Several biogeography and macroecology theories provide spatial foundations for understanding and mapping biodiversity across the planet. The emphasis on spatial components first emerged in the field of biogeography, where there was interest in identifying and understanding species distributions and geographic gradients in biodiversity throughout the world.
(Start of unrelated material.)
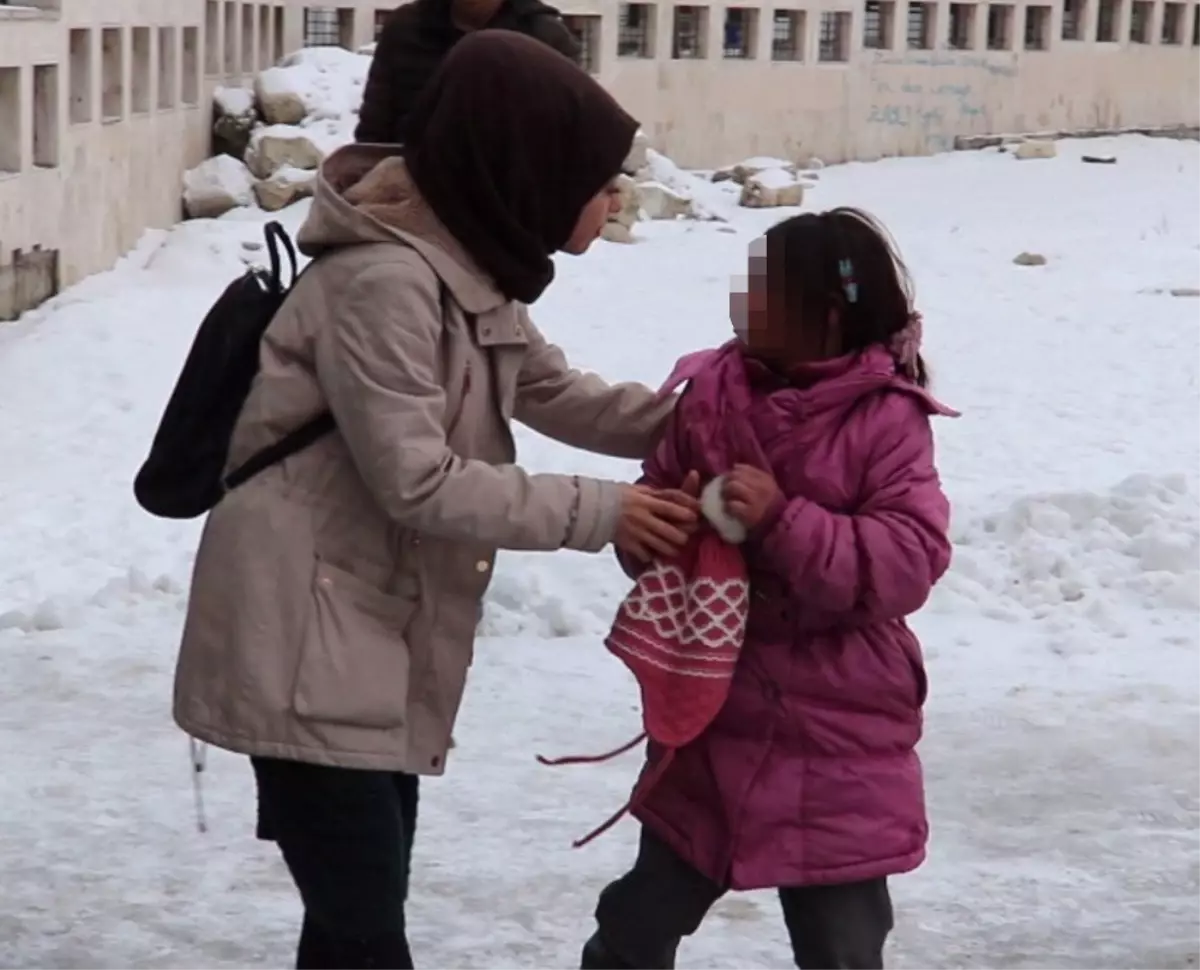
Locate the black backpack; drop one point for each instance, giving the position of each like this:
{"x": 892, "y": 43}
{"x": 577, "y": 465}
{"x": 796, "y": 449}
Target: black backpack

For instance, early on scientists emphasized the latitudinal gradient of diversity, where diversity was greater in the tropics than in the temperate zone (Currie and Paquin 1987). Understanding this and other biogeographic (and macroecological) patterns have been, and continue to be, of interest in conservation as it helps identify hotspots of biodiversity and endemism of conservation relevance (Myers et al. 2000; Dawson et al. 2017; Orme et al. 2005).
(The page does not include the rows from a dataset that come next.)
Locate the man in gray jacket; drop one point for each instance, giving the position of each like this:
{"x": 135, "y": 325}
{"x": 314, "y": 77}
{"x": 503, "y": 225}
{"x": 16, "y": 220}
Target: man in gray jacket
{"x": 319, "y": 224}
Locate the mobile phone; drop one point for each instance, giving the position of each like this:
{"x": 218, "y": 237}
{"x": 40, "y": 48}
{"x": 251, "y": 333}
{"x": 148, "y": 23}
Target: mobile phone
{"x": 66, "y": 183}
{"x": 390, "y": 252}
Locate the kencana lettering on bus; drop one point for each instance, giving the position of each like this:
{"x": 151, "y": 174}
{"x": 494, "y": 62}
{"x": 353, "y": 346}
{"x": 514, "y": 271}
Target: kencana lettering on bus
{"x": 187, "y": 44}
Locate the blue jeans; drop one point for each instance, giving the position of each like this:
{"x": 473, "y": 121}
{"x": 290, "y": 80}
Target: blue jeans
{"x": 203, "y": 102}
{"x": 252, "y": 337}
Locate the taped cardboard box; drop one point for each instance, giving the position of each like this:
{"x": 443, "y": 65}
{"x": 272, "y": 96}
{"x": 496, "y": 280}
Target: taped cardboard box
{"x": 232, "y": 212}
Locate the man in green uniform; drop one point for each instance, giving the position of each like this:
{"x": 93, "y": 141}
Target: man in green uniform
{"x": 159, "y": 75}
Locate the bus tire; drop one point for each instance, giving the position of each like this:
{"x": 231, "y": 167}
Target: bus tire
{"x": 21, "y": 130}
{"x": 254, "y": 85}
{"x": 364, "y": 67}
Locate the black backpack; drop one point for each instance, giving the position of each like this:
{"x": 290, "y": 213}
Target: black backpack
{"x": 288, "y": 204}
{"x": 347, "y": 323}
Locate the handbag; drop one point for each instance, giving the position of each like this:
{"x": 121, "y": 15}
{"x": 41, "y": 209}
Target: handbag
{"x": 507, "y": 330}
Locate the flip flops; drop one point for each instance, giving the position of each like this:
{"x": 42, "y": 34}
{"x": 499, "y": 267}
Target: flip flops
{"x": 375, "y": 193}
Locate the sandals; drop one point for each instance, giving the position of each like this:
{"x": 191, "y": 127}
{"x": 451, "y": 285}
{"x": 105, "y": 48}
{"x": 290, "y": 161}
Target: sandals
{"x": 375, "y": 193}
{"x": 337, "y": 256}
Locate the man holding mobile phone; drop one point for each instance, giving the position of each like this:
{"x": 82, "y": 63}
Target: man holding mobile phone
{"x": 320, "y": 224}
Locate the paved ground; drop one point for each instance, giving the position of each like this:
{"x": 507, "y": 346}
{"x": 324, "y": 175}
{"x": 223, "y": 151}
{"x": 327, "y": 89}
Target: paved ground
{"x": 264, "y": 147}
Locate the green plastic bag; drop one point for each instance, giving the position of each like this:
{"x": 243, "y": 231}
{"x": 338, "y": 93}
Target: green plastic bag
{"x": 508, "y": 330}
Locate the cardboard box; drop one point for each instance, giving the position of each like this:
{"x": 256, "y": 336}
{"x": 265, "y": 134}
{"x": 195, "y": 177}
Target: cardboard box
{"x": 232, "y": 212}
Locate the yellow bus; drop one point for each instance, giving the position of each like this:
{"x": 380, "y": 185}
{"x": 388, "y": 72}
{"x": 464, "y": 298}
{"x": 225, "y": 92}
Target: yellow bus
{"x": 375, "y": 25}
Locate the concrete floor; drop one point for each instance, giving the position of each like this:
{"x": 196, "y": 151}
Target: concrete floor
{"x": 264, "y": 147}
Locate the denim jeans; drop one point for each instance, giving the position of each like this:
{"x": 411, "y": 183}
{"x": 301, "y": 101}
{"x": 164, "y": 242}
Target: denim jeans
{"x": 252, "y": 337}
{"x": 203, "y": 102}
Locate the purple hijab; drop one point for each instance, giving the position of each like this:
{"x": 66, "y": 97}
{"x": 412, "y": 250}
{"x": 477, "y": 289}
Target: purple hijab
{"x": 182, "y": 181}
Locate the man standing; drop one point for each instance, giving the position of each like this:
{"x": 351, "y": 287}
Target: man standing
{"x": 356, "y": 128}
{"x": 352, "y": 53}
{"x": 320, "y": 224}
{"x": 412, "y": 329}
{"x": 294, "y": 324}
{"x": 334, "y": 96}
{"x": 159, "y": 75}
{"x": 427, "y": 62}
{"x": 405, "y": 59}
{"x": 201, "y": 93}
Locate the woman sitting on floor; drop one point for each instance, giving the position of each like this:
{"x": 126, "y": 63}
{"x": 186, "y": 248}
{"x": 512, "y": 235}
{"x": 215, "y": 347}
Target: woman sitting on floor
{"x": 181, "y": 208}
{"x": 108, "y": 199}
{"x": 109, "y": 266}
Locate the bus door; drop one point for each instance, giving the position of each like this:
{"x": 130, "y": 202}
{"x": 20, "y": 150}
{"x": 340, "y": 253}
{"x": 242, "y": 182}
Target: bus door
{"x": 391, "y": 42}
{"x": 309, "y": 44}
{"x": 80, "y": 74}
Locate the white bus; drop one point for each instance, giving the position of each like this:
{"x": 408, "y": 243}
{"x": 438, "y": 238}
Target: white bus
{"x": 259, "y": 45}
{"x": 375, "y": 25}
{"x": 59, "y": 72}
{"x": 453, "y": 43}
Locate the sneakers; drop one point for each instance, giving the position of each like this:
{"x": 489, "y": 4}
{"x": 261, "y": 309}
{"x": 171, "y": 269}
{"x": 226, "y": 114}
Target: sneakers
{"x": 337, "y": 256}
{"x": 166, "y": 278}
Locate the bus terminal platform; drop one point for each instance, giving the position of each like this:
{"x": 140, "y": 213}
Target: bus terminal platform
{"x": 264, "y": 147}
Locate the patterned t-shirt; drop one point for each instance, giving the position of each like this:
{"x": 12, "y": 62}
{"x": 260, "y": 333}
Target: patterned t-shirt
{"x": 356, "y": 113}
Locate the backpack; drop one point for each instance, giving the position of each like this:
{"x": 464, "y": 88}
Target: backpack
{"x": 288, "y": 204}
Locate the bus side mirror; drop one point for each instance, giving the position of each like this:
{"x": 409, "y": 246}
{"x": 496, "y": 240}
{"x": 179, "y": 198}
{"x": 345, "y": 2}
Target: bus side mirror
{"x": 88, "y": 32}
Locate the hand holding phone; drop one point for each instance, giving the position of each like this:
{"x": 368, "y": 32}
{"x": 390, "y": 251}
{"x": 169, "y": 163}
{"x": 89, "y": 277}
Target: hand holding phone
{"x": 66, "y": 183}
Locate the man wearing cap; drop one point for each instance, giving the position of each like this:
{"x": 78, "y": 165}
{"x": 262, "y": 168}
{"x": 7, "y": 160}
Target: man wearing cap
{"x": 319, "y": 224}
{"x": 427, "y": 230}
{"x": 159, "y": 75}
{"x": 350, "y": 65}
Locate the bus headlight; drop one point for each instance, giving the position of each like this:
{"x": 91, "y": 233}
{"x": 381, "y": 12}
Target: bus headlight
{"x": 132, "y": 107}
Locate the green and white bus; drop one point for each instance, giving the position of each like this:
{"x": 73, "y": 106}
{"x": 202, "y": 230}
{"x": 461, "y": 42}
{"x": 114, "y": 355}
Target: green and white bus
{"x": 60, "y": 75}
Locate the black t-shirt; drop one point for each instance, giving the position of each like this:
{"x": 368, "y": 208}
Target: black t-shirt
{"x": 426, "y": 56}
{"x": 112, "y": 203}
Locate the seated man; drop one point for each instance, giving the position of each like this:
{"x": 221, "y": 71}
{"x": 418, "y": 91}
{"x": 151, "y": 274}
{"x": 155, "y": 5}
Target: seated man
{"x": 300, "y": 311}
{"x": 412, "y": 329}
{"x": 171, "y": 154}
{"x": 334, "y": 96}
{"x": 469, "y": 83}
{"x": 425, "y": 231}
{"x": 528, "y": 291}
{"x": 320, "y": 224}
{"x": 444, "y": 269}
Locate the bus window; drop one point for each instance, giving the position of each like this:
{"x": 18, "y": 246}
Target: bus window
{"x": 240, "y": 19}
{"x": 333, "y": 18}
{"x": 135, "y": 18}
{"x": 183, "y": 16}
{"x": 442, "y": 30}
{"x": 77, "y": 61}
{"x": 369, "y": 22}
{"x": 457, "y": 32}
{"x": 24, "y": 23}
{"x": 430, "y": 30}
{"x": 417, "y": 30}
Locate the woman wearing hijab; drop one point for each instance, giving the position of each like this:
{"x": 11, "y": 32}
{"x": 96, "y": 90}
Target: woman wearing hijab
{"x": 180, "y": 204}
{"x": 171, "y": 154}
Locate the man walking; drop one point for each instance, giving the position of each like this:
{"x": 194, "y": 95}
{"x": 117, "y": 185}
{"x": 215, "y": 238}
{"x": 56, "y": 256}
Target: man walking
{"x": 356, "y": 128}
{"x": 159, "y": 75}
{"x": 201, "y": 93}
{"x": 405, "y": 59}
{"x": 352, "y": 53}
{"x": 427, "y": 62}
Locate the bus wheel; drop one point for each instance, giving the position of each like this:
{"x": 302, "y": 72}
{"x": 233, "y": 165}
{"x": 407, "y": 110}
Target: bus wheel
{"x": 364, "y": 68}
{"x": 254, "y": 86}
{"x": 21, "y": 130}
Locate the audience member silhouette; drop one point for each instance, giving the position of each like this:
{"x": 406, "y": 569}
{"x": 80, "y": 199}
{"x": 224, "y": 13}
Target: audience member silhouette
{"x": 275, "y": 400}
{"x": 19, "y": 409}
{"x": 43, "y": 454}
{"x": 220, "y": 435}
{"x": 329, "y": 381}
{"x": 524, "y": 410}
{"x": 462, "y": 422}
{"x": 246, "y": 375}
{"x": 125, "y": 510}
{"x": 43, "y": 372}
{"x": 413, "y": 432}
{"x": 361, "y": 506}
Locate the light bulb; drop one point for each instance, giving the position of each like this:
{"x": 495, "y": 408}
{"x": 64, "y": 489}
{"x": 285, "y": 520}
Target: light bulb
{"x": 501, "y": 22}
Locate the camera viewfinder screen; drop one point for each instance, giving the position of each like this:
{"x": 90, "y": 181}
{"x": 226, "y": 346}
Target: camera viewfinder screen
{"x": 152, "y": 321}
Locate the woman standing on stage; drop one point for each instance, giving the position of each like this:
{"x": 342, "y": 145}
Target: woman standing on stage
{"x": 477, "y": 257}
Many approaches to mitigating the effects of environmental change embrace spatial concepts. For example, the use of corridors in conservation explicitly emphasizes how the spatial configuration of the environment can promote biodiversity (Crooks and Sanjayan 2006). Translocations and re-introduction programs require understanding how potential release locations may inhibit or foster the success of such programs (Seddon et al. 2014). Adaptation strategies to mitigate the effects of climate change often emphasize spatial ecological concepts (Heller and Zavaleta 2009).
Conservation prioritization and planning, one of the major foci for conservation biology, also emphasizes the importance of spatial ecology. Early rules for conservation planning embraced the need to limit isolation of protected areas and maximize their area (Diamond 1975). Later work has embraced explicit mapping of conservation prioritization strategies and how issues such as complementarity of biodiversity among protected areas is essential for efficient conservation planning (Margules and Pressey 2000). More recently, conservation planning for climate change emphasizes how key areas are currently connected and how connectivity may change as climate and land use continue to change (Pressey et al. 2007; Schmitz et al. 2015; Carroll et al. 2017). Throughout, spatial concepts are essential for guiding effective strategies for both biodiversity and ecosystem service conservation (Chan et al. 2006; Moilanen and Wintle 2007).
Ecological concepts and analytical tools developed in the fields of landscape ecology, geography, and spatial statistics are now commonly used in conservation so that informed decisions about planning strategies and management can be made (e.g., Moilanen et al. 2009). Indeed, most conservation planning and management requires knowledge and the explicit spatial modeling of space and its major consequences on species spatial variation and responses to global change. The inclusion of space is therefore crucial when modeling species ecology and responses to a changing world such as (1) species dispersal, (2) species interactions, (3) disturbance dynamics, and (4) environmental change. Furthermore, as the field of conservation aims to provide better management recommendations to mitigate threats to biodiversity, implicit and explicit aspects of space need to be incorporated into applied solutions such as restoration, species reintroductions, and maintaining connectivity among habitat patches. In all these conservation applications the spatial scale of implementation is key (Wiens 1989; Levin 1992, 2000; McGarigal et al. 2016; Doak et al. 1992; Fletcher et al. 2013; Gering et al. 2003).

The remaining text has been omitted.